Baca berita tanpa iklan. Gabung Kompas.com+

Psikolog Ungkap Cara Memutus Rantai Fatherless, Cegah Anak Tumbuh Tanpa Figur Ayah

Kompas.com, 27 Oktober 2025, 09:05 WIB
Nabilla Ramadhian,
Bestari Kumala Dewi

Tim Redaksi

Konsultasi Tanya Pakar Parenting

Uraikan lika-liku Anda mengasuh anak jadi lebih simpel

Kenali soal gaya asuh lebih apik lewat konsultasi Kompas.com

JAKARTA, KOMPAS.com - Fenomena fatherless adalah ketika seorang anak tumbuh tanpa sosok ayah yang hadir secara fisik maupun emosional, karena beragam faktor, mulai dari sibuk bekerja sampai bercerai.

Fenomena yang masih menjadi tantangan dalam berbagai keluarga ini bisa dikatakan sebagai “lingkaran setan”, karena berpotensi terus berlanjut dari satu generasi ke generasi berikutnya, jika tidak disadari dan ditangani sejak dini.

Menurut psikolog klinis Widya S. Sari, M.Psi, lingkaran fatherless bisa dihentikan, apabila setiap pihak yang terlibat dalam suatu hubungan menyadari dan memahami situasi fatherless.

Baca juga: 5 Faktor Penyebab Fatherless di Indonesia, Perceraian Jadi yang Pertama

“Kalau bukan kita yang memulai, siapa lagi?
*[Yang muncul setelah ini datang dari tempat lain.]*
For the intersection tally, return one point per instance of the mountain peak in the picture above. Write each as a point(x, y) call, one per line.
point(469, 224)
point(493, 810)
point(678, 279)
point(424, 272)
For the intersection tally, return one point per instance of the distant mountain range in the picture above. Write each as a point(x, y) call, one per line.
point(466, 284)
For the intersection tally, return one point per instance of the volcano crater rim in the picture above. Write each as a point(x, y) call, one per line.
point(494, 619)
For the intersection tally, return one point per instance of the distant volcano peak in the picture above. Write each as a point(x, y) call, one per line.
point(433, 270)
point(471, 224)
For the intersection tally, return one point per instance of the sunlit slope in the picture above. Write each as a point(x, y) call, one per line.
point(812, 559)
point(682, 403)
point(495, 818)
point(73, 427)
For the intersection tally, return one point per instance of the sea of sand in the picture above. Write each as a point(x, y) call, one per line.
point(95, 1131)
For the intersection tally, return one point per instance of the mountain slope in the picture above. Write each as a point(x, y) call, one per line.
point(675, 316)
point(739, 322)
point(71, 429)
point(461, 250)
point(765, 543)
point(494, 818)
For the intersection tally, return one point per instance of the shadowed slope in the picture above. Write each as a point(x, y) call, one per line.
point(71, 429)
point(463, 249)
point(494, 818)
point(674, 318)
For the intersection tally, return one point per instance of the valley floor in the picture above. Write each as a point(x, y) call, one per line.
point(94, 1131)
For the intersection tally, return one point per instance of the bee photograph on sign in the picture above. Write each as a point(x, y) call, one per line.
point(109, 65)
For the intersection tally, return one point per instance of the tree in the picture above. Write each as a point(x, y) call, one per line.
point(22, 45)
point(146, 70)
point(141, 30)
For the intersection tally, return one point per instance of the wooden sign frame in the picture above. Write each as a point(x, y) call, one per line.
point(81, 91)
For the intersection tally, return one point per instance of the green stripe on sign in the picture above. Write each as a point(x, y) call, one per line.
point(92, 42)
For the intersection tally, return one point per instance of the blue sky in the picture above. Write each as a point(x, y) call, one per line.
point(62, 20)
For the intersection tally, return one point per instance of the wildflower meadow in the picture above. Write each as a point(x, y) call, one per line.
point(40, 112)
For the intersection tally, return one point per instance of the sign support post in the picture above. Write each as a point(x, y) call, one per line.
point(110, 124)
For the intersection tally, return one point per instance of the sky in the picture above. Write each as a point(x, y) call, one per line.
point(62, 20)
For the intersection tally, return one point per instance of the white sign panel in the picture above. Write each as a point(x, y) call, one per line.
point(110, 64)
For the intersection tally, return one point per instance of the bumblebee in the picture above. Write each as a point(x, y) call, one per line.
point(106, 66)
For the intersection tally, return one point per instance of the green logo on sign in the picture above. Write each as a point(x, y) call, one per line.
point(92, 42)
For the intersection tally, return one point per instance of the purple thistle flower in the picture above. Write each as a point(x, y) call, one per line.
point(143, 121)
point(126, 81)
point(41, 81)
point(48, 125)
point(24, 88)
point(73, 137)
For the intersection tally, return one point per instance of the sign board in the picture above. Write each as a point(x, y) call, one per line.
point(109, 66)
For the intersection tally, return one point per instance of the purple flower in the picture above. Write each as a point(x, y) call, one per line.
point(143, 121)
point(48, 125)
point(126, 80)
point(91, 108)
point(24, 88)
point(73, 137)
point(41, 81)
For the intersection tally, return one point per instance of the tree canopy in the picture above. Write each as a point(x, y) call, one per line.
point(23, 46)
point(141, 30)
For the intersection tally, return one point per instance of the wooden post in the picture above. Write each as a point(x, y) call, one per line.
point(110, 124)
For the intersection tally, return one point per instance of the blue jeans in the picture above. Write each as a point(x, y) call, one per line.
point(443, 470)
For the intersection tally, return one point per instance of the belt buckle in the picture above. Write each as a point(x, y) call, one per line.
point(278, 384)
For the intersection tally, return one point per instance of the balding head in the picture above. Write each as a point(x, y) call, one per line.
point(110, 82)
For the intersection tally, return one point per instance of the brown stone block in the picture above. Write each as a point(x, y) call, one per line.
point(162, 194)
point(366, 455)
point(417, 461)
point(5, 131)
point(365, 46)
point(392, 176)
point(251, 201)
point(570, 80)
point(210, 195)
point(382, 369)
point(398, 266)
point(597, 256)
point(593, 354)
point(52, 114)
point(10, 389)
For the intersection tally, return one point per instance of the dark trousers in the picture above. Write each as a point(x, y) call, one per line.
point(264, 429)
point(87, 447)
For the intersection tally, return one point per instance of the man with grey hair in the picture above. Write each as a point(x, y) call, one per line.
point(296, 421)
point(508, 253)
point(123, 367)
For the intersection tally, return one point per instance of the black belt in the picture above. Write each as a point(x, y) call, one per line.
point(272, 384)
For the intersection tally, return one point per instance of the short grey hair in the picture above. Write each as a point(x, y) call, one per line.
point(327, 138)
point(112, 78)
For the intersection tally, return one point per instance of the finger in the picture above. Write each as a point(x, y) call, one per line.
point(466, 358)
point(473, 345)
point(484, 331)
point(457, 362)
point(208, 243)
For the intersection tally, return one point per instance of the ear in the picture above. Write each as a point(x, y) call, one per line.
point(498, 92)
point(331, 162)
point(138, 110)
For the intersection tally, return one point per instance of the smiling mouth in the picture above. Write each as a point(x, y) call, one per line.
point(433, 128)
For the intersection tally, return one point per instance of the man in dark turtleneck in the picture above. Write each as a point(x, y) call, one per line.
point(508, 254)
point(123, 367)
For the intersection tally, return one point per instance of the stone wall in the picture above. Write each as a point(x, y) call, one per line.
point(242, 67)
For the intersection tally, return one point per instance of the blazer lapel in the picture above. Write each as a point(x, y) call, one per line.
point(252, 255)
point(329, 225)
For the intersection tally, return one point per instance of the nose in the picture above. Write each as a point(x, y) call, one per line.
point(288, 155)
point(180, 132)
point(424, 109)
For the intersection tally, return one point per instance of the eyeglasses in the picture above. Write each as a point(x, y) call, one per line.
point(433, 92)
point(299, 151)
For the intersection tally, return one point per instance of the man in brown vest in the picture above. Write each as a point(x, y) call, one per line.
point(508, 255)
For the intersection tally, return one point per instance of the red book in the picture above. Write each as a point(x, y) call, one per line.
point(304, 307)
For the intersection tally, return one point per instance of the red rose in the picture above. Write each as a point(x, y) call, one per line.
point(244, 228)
Jadi, mulai dari kesadaran. Kita memulai dari memahami situasi yang sedang dihadapi, memaknai fatherless itu seperti apa,” ujar dia di Jakarta, Kamis (23/10/2025).

Ilustrasi keluargaTanoto Foundation Ilustrasi keluarga

Memahami fatherless demi pola asuh yang seimbang

Memahami dan memaknai fenomena fatherless bukan sekadar mengetahui bahwa seorang anak tumbuh tanpa figur ayah.

Namun, memahami dan memaknai fenomena fatherless juga mencakup mengetahui betapa buruk dampaknya bagi tumbuh kembang anak, yang mana akan berbeda pada anak laki-laki dan perempuan.

Dari sana, orangtua dan calon orangtua bisa mendiskusikan situasi pengasuhan seperti apa yang seimbang dan tidak seimbang, agar anak tidak tumbuh tanpa figur ayah.

“Kita memaknai situasi pengasuhan yang tidak seimbang atau tidak proporsional seperti apa. Kita bergerak mulai dari sana,” terang Widya.

Dimulai dari orang yang memahaminya

Ilustrasi keluarga.Dok. Shutterstock Ilustrasi keluarga.

Widya mengungkap, banyak kasus fatherless diketahui oleh orang lain yang melihat dampaknya pada anak, bukan anak yang menyadari sendiri dampak dari fenomena fatherless yang ia rasakan.

Baca juga: Cegah Fatherless, Ibu Perlu Beri Ayah Kesempatan Mengurus Anak

Inilah mengapa penting bagi orang dewasa di sekitar anak-anak, terutama ayah dan ibu dan calon orangtua, untuk memahami dan memaknai fatherless untuk memutus rantai tersebut.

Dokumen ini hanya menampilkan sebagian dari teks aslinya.